Support War Tax Resisters
Posted on March 15, 2023, by Byron Plumley CoL
By Byron Plumley and Shirley Whiteside of the Loretto Peace Committee
It is challenging to be a person of conscience in the United States when we know that our tax dollars fund war-making. The government has allowed for conscientious objector status during a military draft. The Religious Freedom Peace Tax Fund Act would allow conscientious objectors to war to redirect tax money toward human needs rather than military spending. The bill has been presented to every Congress since 1972, many times by the late Representative John Lewis, and the bill has not had a hearing since 1995. Since Lewis’ death, Rep. Jim McGovern (D-MA) sponsored the legislation to the 117th Congress.

The National War Tax Resistance Coordinating Committee (NWTRCC) was formed in 1982 with the commitment to maintain and build a national movement of resisters to military taxes.
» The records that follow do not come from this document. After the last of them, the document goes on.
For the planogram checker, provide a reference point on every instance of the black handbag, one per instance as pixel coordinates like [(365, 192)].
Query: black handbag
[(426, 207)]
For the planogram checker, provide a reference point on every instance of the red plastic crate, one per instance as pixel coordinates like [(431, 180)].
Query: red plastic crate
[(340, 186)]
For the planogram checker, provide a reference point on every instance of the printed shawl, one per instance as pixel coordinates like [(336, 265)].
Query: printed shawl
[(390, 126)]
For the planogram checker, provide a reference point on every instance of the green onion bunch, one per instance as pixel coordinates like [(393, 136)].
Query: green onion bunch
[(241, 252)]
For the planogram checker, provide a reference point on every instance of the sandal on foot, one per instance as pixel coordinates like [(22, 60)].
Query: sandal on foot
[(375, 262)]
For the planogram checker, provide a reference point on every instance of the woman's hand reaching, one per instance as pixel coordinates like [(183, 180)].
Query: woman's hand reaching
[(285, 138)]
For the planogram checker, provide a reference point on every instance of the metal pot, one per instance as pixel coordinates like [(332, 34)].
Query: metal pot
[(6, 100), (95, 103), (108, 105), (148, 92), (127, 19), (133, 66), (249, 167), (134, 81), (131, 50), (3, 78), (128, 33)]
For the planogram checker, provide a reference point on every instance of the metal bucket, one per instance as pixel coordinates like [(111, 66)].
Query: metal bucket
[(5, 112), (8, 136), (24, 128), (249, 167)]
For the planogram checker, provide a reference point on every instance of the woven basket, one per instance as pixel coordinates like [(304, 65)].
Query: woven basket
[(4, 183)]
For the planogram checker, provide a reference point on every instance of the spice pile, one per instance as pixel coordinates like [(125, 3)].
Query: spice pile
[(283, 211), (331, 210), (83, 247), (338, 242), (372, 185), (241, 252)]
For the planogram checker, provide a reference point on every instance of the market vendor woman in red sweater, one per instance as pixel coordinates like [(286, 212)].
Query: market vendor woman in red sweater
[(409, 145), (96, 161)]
During the past 40 years peace activists have used creative options for withholding tax money from the federal government. Some choose to live below the federal poverty line so they are not required to pay taxes. Others do not file a tax return. Some file and withhold a portion of the amount owed or pay under protest. These actions can result in severe penalties from fines to the loss of property seized by the Internal Revenue Service. War tax resisters often redirect their owed tax money to causes in support of human rights and human needs such as issues related to the environment, immigration, housing, hunger, racism and the LGBTQIA community.
The War Tax Resisters Penalty Fund manages a fund to help resisters pay fines and penalties if the IRS pursues payment. This is one way for people to support the actions of those who refuse to pay. If you’d like, you can choose to contribute to the NWTRCC here.
For information about the NWTRCC see www.nwtrcc.org.
I support your efforts in war resistance, and it would be my desire to withhold my taxes if it wasn’t illegal. I’m a Mennonite and we have held to the belief of state and church being separate, and that of conscientious objectors. I pray that sometime we can redirect our taxes go only to relief for those who are suffering, but I don’t feel I can do it illegally.
Thanks for all you have done and continue to do it this effort.